De maneira irresponsável, o Ministério permite o funcionamento de instituições sem levar em consideração a qualidade de ensino, a necessidade social e a estrutura mínima para receber os prováveis dissentes, tais como a capacidade do mercado para recepcionar os alunos nas atividades de práticas jurídicas.

A troca de favores estabelecida ao longo das últimas décadas transformou o Brasil em uma pátria de bacharéis enganados por algumas instituições de ensino preocupadas unicamente com o lucro.

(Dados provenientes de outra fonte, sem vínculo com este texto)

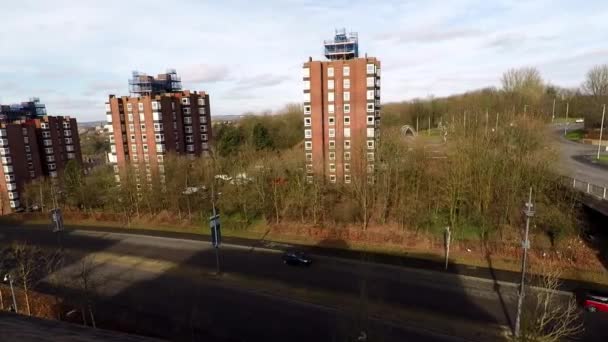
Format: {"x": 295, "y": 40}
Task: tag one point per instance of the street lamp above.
{"x": 529, "y": 212}
{"x": 9, "y": 278}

Não houve, de fato, controle efetivo por parte do órgão responsável por fiscalizar a oferta de tais vagas, nem tampouco se observou os pareceres da OAB. 

Tais atitudes fragilizam a boa formação dos alunos, o que resulta na enxurrada de profissionais diplomados e muitos sem condições de enfrentar a realidade de um mercado de trabalho competitivo ou mesmo de habilitar-se ao exercício da advocacia.

Diante da crise do ensino jurídico instalada no país, é urgente que o MEC adote uma política pública de fiscalização dos cursos existentes e restrinja novas ofertas, até que se realize um mapeamento com a adequação obrigatória daqueles que não se enquadram nos padrões de excelência exigidos pela sociedade brasileira.